5. Porque aunque no sirve de nada, como todo el arte, una novela histórica es necesaria, entre otras cosas, porque posibilita reformular la peripeteia de los grandes relatos de una comunidad imaginaria, el punto de quiebre, los volantazos de las fuerzas del destino: “Cuando en la noche Cortés le preguntó [a Malinalli, todavía no doña Marina] cómo le había hecho para que los indios [de Chalchicueyecan] cedieran todo eso [viandas y gente], deslizó a través de Aguilar la idea que cambió el mundo: Les dije que estamos aquí para derrocar al tirano, que con nuestros caballos y sus flechas podríamos liberarlos de los aztecas”.
6. Porque un relato histórico bien textualizado, ya sea literario o historiográfico, permite averiguar qué es lo que no somos: “Los mexicanos no somos descendientes de los mexicanos, sino de los pueblos que se sumaron a Cortés para derrotarlos. Somos un país con un nombre hecho de nostalgia y culpa”.
7. Porque no es evidente que sea una novela, y por ello mismo no puede ser otra cosa… “Tal vez sea un libro que se trata solamente de cómo se podría contar este libro…”
8. Por lo que no es la novela y por lo que sí consigue hacer la novela: “No es un libro sobre Caravaggio o Quevedo, aunque es un libro con Caravaggio y Quevedo. Ellos dos, pero también Cortés y Cuauhtémoc, Galileo y Pío IV. Individualidades gigantescas que se enfrentan. Todos cogiendo, emborrachándose, apostando en el vacío. Las novelas aplastan monumentos gracias a que todas, hasta las más castas, son un poco pornográficas”.
9. Porque la buena literatura se permite exabruptos e insolencias para espetar grandes verdades, sin necesidad de los grandes andamiajes de la Historia o los demasiados cuidados de la Filosofía: “Vasco de Quiroga llegó a la Nueva España en 1530, cuando Tenochtitlán ya estaba pacificada… El resto de la América infinita todavía ni siquiera sospechaba que en los próximos doscientos años decenas de culturas milenarias que habían florecido aisladas y sin contaminantes y sin defensas se irían inexorablemente a la mierda. No es que importe: nada importa. Se extinguen las especies, los hijos se van de casa, los amigos consiguen novias intratables, las culturas desaparecen, las lenguas, un día, se dejan de hablar; los que sobreviven se convencen de que eran los más aptos”.

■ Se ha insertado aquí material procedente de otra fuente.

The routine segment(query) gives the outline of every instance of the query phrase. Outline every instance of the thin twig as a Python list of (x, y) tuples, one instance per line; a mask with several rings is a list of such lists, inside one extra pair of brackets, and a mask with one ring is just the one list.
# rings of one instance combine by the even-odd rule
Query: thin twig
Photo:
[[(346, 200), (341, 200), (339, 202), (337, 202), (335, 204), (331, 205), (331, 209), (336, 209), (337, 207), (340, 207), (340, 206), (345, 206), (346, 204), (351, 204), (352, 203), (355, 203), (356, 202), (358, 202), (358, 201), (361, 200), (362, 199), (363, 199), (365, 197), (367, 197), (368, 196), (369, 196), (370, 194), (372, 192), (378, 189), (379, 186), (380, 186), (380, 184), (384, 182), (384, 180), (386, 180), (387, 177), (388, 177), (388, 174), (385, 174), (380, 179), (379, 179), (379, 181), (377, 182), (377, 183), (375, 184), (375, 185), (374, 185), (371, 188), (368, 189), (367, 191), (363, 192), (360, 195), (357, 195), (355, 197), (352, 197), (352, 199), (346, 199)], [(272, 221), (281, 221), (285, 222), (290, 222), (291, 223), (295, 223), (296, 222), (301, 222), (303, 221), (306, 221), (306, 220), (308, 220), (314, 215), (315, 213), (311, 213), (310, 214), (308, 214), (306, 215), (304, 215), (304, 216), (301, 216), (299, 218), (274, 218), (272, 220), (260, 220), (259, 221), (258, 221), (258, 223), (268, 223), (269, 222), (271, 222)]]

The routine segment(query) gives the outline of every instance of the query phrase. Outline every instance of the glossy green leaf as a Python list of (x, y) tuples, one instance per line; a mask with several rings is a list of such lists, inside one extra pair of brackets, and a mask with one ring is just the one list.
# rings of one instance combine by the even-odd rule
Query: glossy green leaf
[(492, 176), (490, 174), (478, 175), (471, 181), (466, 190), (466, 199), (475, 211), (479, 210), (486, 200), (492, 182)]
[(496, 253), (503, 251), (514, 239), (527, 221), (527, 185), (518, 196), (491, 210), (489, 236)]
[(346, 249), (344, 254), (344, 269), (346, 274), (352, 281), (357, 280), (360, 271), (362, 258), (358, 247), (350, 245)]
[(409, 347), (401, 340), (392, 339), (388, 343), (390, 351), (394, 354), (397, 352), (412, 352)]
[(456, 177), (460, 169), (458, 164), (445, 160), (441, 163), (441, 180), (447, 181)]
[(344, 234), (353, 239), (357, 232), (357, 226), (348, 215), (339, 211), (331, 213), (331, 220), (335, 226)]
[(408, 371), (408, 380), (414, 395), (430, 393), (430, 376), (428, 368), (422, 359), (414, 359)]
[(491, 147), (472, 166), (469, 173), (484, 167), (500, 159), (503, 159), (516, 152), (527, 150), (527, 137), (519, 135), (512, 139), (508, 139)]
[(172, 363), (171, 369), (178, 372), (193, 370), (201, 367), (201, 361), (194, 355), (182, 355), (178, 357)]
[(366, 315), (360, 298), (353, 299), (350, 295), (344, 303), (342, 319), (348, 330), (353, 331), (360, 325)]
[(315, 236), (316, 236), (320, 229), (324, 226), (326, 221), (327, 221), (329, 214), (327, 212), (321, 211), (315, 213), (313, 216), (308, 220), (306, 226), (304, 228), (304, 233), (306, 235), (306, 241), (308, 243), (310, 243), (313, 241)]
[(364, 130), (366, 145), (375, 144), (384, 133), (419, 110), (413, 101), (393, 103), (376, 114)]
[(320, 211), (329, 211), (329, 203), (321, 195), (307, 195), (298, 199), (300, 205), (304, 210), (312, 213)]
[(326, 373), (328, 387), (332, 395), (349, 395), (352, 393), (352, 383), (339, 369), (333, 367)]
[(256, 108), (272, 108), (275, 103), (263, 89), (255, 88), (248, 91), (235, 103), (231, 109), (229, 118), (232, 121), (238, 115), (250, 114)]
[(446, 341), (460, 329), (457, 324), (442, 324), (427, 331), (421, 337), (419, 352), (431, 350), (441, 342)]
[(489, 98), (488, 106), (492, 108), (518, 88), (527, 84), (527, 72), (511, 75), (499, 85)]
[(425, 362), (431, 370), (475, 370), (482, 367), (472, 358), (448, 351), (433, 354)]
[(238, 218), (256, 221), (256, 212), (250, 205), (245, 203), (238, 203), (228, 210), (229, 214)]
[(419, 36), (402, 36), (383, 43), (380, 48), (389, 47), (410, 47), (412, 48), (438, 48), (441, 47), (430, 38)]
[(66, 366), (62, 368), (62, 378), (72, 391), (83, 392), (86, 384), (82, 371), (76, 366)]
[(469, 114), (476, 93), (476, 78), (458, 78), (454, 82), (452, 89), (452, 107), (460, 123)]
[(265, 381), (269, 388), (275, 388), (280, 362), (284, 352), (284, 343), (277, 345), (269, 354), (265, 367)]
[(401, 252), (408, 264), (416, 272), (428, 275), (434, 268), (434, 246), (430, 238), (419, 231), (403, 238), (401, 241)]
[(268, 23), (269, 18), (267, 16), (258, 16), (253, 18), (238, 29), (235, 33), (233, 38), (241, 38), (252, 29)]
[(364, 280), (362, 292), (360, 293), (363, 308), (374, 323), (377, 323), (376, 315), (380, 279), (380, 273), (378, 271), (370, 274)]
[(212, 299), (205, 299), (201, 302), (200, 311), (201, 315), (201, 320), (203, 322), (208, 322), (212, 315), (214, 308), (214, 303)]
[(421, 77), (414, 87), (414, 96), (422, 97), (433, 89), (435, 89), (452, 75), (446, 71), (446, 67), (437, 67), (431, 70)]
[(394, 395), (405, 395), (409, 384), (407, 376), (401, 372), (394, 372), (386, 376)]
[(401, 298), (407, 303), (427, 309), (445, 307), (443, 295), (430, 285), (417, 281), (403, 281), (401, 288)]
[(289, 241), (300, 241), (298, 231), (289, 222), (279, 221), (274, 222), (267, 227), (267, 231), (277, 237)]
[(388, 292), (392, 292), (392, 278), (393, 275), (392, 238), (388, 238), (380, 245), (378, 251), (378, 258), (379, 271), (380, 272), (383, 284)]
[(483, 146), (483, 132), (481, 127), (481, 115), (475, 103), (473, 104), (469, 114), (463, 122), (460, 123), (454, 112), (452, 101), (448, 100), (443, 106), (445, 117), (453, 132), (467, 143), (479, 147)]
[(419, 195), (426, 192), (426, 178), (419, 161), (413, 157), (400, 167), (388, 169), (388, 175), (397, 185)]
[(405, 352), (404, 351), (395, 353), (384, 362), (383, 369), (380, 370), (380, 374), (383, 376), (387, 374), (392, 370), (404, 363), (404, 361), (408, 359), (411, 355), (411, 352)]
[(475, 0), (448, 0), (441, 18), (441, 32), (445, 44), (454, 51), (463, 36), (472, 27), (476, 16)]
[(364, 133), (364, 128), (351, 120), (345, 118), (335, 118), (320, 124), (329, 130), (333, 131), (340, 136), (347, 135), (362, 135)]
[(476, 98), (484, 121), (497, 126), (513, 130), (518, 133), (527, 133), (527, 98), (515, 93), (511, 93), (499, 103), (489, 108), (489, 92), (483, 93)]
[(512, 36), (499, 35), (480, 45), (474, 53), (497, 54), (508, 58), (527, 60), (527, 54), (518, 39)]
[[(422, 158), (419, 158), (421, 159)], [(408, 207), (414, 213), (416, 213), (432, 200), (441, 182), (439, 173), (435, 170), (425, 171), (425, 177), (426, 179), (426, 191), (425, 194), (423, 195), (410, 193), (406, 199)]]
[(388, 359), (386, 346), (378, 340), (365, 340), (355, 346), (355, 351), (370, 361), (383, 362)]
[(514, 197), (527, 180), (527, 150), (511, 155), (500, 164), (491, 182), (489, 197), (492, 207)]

10. Porque solamente a través de la narrativa se consigue la ilusión secular de que todo lo que acontece ocurre por algo y hacia algo, con sentido: “… vivimos en un mundo en el que el pasado y el presente son simultáneos porque las Historias se escriben para que creamos que A conduce a B y por tanto tiene sentido. Un mundo sin dioses es un mundo en la Historia, en las historias como ésta que estoy contando: ofrecen el consuelo del orden”.
11. Porque es una narración hilarante, placentera.